Reductionism may work perfectly in science but in the unsexy business of day to day life, as well as in the mock-serious business of sport, to reduce is not necessarily to reveal.

And the whole process of using technology, and Big Data, to explain away anything and everything in sport on television is rather tedious. While it may be foolish to expect today’s expert commentators to achieve the incisive lucidity and astounding brevity of a John Arlott, it might help to remember that very often the best of sport is best left unexplained.

The late, legendary Dan Maskell’s favourite response to a great shot at Wimbledon on BBC TV was a simple “Ooh, I say,” and it said it all because we were ourselves seeing the action.

Nadia Comaneci’s Perfect 10; a Lionel Messi goal that appears to defy the laws of physics as the great little Argentine coaxes the ball between a defender’s legs and past the goalkeeper; a Federer half-volley that flirts with the upper tip of the net before settling like a snowflake on the other side of the court… 

To reduce these things to scientific explanations with the aid of technology is nothing short of wilful cruelty even in the screen-and-scream era in which we live.

Dip in appreciation levels Over-interpretation of events on the field with the help of technology actually leads to under-appreciation, as counter-intuitive as this may seem.

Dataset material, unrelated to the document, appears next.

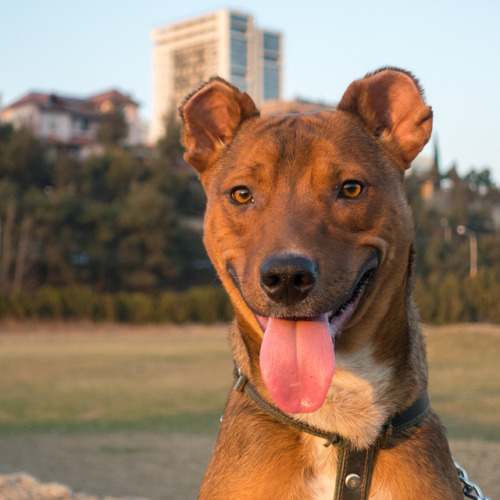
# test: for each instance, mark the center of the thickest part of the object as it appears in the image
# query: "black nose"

For, any tech aided explanation robs an event/act/process of its essential mystery.

How does knowledge of the physics of a moment of Messi magic enhance the enjoyment of that spectacle? 

Why is the Blue Morpho Butterfly of Central America as beautiful as it is? Why is listening to Beethoven’s Symphony No. 9 as transcendental an experience as it turns out to be every single time?

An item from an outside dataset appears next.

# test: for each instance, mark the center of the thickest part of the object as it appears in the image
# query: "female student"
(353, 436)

Or, shall we, really, shall we, attempt with the help of Big Data to reduce Shakespeare’s Hamlet into a set of six simple questions and answers as an ultra-modern form of literary criticism? 

Interestingly, some time back, I was speaking to a famous television sports presenter and was beginning to probe some such question when he said, “You know, we live in the age of information, and to not analyse the information might mean we are not good at what we are doing.’’

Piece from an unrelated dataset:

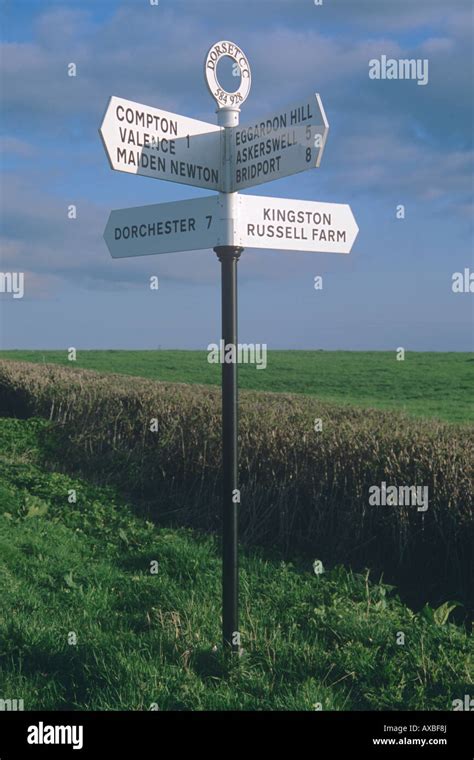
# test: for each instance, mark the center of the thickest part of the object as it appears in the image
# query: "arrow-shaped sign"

You might be drowned in information; but only if you wish to be. As the Internet scholar Clay Shirky said, “There is no such thing as information overload. There is only filter failure.’’

And sport today clearly needs filters because it does not come to the consumer — on TV and other media at least — unmediated. 

Where the absence of critical information leads to myth-making, surely the experts are always welcome to blow the scales away from our eyes.

But to turn an uncomplicated beautiful thing into a list of complex explanations rendered simple by technology in the world of sport is nothing but an attempt to turn subjective experience into purely objective reality.

And the question is, is this necessary in an area of human activity that is mostly insignificant in the larger context, although it doesn’t seem so when we follow our favourite teams or players.